Cool Way to Kill Yourself (Difficulty level 7)
- Get a LOT of explosives. The more the better.
- Hook up a detonator to an altimeter. Set it for 100-200 feet. That will give you good dispersion.
- Mix vaseline and gasoline in a bucket.
- Find a really tall building in a sufficiently crowded area to generate the proper sized crowd.
- Get an extra large trench coat, ski mask, duct tape and a lighter.
- Bring your materials to the top of your building. Liberally apply the vaseline-gasoline mixture to your entire body. Duct tape the explosives around your legs, arms, head and torso. The more you use the better. You cannot overdo this. Attach the altimeter to the explosives.
- Put on the trench coat and mask so that the explosives are not visible.

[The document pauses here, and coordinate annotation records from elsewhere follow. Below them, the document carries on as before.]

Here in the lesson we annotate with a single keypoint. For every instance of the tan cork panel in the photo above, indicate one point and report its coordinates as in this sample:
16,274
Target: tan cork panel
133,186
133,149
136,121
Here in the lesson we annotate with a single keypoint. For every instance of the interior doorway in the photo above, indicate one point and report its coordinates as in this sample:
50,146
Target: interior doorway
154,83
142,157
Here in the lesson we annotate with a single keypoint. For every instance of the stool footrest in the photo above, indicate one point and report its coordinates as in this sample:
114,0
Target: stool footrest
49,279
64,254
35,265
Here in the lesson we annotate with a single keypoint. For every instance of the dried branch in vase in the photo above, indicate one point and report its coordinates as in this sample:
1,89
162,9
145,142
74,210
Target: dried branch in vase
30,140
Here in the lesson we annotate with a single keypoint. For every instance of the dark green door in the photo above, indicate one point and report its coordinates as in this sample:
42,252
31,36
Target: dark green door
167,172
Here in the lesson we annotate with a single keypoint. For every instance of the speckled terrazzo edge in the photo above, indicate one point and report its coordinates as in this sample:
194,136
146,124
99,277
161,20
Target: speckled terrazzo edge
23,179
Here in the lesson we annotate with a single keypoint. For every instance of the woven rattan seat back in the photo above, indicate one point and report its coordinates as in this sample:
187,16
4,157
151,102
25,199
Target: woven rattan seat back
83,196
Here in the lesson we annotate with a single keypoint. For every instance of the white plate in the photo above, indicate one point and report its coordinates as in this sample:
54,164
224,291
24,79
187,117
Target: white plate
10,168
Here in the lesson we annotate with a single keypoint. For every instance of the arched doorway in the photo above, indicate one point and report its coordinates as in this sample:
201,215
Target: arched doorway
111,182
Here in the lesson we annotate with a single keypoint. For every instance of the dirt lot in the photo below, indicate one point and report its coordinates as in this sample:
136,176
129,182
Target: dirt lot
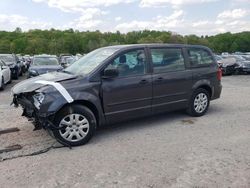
171,150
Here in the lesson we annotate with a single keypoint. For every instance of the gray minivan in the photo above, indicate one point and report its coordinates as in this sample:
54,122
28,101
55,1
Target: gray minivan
118,83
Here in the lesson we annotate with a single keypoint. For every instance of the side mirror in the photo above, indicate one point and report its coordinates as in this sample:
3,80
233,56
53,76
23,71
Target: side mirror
110,73
3,67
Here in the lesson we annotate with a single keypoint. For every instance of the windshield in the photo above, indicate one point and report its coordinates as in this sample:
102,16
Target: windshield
7,58
70,60
45,61
90,61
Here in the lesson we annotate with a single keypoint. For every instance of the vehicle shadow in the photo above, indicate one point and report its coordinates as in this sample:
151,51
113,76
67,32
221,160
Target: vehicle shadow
159,120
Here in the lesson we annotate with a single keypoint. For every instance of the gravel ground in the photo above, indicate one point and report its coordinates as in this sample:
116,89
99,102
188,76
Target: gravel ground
171,150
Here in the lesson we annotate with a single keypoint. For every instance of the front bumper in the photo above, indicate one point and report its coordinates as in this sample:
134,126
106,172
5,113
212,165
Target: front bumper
40,120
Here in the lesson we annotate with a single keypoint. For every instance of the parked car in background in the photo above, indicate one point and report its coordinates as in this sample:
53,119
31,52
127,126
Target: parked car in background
12,61
22,63
228,65
68,61
43,64
219,60
28,60
62,60
5,74
119,83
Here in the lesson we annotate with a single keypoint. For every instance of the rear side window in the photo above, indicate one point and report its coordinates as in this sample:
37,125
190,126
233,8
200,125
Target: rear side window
199,57
167,60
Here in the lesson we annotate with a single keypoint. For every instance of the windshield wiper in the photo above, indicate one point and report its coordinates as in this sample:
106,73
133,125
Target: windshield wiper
65,71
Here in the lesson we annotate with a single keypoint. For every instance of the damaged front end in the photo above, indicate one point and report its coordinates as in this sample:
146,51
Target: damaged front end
31,105
40,101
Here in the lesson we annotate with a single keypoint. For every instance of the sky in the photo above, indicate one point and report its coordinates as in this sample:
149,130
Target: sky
200,17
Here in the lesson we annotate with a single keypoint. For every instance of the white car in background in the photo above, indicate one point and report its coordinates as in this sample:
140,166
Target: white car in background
5,75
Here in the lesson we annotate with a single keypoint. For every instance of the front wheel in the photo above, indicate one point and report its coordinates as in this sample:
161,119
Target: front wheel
199,103
77,125
2,85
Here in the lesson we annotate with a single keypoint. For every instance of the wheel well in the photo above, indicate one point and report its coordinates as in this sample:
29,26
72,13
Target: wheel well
91,106
208,88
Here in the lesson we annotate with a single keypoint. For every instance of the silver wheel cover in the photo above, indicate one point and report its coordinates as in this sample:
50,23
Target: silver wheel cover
200,103
76,127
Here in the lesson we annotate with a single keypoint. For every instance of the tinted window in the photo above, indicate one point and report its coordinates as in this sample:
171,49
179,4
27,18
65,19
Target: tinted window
90,61
199,57
45,61
167,60
130,63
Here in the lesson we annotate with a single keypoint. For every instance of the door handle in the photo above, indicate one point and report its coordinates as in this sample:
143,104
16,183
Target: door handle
143,82
159,79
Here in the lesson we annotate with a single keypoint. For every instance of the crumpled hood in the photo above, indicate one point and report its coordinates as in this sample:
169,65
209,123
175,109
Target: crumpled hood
46,68
29,85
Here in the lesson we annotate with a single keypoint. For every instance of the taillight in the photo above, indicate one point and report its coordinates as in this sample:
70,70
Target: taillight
219,74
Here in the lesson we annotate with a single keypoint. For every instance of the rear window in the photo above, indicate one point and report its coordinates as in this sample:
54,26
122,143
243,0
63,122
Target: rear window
199,57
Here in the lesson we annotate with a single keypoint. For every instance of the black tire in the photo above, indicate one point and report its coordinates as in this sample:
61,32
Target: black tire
191,110
16,75
75,109
2,84
10,80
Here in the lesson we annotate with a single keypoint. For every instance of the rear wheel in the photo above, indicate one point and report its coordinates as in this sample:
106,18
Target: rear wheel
16,75
2,86
199,103
77,125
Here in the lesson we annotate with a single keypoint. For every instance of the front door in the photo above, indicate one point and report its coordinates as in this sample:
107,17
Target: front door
130,94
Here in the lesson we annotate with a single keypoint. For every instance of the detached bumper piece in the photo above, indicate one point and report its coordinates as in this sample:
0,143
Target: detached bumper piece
40,121
29,111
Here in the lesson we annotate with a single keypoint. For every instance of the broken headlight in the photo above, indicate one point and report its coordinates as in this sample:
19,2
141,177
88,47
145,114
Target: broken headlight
38,99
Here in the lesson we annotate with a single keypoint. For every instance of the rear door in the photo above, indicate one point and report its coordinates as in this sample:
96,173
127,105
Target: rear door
171,79
203,65
130,94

- Start ranting and throwing things so that you are sure to attract notice. Drag this part out as long as possible. Say anything that comes to mind but try to stay away from real problems. Your love life DOES NOT make for a good sound bite. Ask for news cameras from the major networks. Pace around a lot while waving your arms.
- DO NOT let on that you have explosives on your body. The police will clear the area and you definitely don’t want that.
- When you’ve gotten the crowd to a fevered pitch, when the helicopters are hovering like vultures, whip off the jacket and set yourself on fire.
- Wait until you are completely engulfed in flame then jump.
- Try to steer yourself towards the crowd. That way flaming falling body parts will pelt the fleeing onlookers when you explode.
- Congratulations! You’ve just made history.